In 1963, several men first met at Coughlin High School in Wilkes-Barre to discuss bringing an educational television station to Northeastern Pennsylvania.
Twelve of the men formed the Northeast Pennsylvania Educational Television Association, chaired by Wilkes-Barre superintendent of schools Walter Wood.
[citation needed] On December 16, 2007, the top section of WVIA's tower collapsed due to severe ice, wind, and snow.
After the incident, WVIA quickly put the analog TV signal back on the air through the use of a shorter back-up tower and antenna also located on Penobscot Knob.
Earlier that same day, the neighboring tower supporting the antennas for analog WNEP-TV and WCLH (90.7 FM) collapsed completely due to the ice and winds.
[5] On February 17, 2009, WVIA-TV shut down its analog signal, over UHF channel 44, meeting the original target date on which full-power television stations in the United States were to transition from analog to digital broadcasts under federal mandate, which was later pushed back to June 12, 2009.
[1] WVIA suffered another disruption to its signal on February 12, 2010, when the building housing the transmitters for WVIA-TV and WVIA-FM was destroyed by fire.
[7] The station returned to the air as of February 15, 2010 with assistance from WNEP-TV, using the ABC affiliate's transitional digital channel 49 transmitter and tower.

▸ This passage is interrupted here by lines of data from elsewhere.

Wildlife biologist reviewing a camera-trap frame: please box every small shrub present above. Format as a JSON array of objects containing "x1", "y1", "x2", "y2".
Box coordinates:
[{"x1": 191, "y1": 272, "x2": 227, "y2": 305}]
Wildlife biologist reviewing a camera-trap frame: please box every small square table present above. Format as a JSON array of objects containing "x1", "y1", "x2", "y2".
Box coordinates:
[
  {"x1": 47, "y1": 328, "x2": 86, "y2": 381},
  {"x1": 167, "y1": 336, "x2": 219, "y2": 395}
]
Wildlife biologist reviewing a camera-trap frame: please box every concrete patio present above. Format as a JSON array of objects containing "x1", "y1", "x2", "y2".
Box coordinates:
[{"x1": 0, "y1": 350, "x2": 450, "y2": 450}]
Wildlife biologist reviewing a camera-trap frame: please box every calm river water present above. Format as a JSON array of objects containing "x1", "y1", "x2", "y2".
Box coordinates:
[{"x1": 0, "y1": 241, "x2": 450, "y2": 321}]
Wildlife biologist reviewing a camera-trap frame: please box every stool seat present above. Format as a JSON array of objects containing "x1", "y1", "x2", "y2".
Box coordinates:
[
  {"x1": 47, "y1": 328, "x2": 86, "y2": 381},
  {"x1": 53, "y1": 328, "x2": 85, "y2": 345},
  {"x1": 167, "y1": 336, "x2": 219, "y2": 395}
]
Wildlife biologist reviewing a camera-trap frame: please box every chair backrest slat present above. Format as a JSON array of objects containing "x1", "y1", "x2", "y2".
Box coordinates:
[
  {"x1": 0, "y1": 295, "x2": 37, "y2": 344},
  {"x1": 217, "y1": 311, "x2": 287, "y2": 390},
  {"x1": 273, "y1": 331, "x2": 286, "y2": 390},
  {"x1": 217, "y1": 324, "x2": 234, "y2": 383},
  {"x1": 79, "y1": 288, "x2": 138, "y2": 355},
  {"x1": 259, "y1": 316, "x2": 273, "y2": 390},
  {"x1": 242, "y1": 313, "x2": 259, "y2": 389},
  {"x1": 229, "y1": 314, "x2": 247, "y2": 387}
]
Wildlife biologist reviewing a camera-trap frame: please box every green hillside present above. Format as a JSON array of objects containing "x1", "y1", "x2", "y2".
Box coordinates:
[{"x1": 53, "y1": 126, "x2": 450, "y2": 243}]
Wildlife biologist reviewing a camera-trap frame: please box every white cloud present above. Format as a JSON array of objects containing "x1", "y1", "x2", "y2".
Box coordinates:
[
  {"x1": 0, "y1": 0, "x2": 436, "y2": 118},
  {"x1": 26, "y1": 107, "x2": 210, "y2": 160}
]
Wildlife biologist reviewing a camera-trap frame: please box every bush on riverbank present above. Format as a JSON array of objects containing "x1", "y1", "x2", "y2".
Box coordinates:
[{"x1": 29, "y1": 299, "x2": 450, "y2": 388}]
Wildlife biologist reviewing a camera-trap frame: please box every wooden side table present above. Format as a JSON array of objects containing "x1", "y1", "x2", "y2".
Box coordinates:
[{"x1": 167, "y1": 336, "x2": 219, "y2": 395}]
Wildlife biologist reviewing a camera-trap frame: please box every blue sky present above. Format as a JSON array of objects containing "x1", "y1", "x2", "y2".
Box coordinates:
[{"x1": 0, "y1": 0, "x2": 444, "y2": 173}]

WVIA has historically aired children's programs during the day, and for many years, when it was an hour-long program, aired Sesame Street three times on weekdays, including the previous weekday's episode in the morning, and the current day's episode at noon and at various times in late afternoon.
With the advent of the PBS Kids subchannel, WVIA has scaled back its children's programming on weekdays from 6 a.m. to 1 p.m. on its main channel.